FCC Chairman Tom Wheeler says that state laws seeking to stop community-run broadband initiatives have to be dealt with, but he has not said how the agency plans to take on the thorny issue. In at least 20 states there are already legal restriction in place to thwart municipal broadband networks. Many of these laws or regulations were put in place with the help of campaign cash from ISPs, telecom companies (both regional and national) and trade groups representing these industries.
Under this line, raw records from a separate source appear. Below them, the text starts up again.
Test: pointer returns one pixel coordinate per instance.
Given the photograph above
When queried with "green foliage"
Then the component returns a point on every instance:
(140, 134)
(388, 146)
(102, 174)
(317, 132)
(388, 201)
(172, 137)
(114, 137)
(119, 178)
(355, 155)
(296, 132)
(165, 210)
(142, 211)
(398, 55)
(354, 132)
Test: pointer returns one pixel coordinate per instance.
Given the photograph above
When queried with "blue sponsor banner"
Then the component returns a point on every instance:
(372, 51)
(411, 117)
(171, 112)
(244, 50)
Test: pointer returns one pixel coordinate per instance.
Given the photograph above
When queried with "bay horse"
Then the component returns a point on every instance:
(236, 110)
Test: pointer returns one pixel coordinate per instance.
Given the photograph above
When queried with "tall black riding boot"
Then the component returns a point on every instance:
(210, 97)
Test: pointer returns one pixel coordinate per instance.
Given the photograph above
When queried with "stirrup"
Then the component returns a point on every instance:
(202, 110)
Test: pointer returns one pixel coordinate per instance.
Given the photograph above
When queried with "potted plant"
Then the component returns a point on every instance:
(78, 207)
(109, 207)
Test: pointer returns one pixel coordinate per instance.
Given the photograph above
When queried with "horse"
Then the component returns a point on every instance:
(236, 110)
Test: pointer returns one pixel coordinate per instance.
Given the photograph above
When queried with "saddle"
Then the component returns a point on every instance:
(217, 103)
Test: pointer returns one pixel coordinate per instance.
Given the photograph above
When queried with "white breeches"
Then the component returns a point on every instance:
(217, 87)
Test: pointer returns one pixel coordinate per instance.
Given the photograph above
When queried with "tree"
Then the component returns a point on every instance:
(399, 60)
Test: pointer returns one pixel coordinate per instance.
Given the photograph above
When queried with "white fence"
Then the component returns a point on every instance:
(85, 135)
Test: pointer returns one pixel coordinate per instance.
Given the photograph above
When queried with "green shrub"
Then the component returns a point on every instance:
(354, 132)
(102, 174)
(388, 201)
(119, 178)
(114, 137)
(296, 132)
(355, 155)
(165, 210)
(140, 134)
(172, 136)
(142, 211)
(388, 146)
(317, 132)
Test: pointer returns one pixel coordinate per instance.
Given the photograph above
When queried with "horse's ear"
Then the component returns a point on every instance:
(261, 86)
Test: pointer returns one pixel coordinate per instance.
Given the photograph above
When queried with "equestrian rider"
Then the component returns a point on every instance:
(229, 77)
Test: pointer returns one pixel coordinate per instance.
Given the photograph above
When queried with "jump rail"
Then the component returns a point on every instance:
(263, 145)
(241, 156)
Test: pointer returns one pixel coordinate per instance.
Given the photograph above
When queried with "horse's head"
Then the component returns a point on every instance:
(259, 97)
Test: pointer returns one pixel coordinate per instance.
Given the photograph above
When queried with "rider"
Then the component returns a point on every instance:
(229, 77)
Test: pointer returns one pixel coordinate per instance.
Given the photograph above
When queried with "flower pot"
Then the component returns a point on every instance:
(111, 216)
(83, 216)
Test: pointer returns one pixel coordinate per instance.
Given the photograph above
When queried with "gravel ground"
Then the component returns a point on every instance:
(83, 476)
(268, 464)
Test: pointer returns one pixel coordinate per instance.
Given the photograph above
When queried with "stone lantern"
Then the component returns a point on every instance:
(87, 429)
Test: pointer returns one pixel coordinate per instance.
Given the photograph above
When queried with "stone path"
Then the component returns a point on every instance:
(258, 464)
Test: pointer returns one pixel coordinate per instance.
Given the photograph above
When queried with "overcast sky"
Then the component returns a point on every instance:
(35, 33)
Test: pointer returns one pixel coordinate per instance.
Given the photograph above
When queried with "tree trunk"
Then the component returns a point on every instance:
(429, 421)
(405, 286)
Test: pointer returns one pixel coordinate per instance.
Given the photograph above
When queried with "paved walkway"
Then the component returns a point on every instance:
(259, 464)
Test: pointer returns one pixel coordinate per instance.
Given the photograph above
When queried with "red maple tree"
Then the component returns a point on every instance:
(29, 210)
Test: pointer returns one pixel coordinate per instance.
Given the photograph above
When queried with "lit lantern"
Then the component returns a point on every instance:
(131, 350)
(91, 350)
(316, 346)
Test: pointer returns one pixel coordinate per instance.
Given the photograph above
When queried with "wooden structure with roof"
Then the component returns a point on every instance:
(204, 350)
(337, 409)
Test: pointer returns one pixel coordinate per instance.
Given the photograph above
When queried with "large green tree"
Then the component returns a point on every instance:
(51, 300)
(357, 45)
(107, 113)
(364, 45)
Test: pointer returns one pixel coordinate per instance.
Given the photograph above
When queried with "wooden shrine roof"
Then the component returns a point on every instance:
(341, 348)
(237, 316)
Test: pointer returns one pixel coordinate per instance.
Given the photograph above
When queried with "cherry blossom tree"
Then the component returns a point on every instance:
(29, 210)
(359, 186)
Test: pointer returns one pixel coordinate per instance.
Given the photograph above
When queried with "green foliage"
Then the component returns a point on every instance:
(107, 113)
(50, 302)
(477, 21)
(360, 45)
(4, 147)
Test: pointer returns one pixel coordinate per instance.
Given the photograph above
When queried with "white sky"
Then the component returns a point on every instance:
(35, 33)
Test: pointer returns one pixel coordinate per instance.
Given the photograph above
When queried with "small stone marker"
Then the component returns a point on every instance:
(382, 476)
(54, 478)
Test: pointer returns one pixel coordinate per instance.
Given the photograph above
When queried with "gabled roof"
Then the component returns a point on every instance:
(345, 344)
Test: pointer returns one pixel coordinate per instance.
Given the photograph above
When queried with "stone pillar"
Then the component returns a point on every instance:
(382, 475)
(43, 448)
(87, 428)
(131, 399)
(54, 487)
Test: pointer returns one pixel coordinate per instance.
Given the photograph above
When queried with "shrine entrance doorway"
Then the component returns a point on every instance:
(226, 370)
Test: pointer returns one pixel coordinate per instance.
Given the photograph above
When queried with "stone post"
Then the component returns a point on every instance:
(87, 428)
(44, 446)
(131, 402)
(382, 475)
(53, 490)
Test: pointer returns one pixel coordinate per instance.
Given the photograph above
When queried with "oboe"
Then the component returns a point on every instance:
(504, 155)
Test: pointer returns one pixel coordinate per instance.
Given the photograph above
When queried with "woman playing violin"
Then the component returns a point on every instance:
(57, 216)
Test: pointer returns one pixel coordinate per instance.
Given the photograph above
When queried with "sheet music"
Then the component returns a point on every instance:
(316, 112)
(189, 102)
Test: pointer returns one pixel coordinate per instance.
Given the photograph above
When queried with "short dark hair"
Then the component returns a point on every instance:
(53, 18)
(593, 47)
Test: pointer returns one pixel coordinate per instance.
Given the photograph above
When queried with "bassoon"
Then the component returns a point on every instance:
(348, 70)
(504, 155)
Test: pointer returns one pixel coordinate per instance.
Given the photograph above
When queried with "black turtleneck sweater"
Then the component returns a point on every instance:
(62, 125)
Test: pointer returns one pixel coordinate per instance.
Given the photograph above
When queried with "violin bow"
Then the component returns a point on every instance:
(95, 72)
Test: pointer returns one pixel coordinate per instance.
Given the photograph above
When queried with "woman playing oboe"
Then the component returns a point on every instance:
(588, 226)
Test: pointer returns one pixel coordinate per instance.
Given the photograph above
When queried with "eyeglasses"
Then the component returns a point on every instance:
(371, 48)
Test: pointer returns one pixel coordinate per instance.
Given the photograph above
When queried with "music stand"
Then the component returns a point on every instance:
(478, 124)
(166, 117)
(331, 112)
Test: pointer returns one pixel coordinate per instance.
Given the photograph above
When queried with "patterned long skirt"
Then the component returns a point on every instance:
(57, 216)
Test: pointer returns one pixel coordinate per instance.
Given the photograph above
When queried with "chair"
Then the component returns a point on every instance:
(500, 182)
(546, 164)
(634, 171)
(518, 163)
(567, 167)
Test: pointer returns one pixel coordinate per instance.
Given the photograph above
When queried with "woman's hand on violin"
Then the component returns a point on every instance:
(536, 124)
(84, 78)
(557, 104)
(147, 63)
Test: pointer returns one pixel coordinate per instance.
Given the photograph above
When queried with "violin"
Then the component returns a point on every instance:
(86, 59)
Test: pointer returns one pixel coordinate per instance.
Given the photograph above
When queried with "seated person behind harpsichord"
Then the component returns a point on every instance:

Wheeler hasn't offered a specific proposal or a time frame in which the FCC might take some sort of action, but on Tuesday he wrote about the topic again and detailed how the laws deprive some Americans of broadband Internet service. His comment came about after speaking with Mayor Andy Berke of Chattanooga, Tennessee. The community-owned electric utility in Chattanooga – EPB – offers fiber Internet, TV, and phone service to residents. But the service cannot expand because of state regulations.
"Mayor Berke and the city’s leaders recognized that today’s high-speed broadband networks will be the indispensable platform for tomorrow’s economic growth and the jobs of the future. That’s why Chattanooga invested in building out one of the nation’s most robust community broadband networks," Wheeler wrote.
"Tennessee is one of many states that have placed limits on the deployment of community networks," Wheeler continued. "Tennessee’s law is restricting Chattanooga from expanding its network’s footprint, inhibiting further growth. The mayor told me how adjoining communities have asked to join the network, but cannot also be served by a simple extension of the broadband network because of the state law. In some of these communities, there is no available broadband service whatsoever. Commercial broadband providers can pick and choose who to serve based on whether there is an economic case for it. On the other hand, Mayor Berke told me that Chattanooga believes that it has a duty to ensure that all of its citizens have affordable broadband Internet access."
So what can the FCC do about these types of restrictions?
"I believe that it is in the best interests of consumers and competition that the FCC exercises its power to preempt state laws that ban or restrict competition from community broadband. Given the opportunity, we will do so," Wheeler wrote.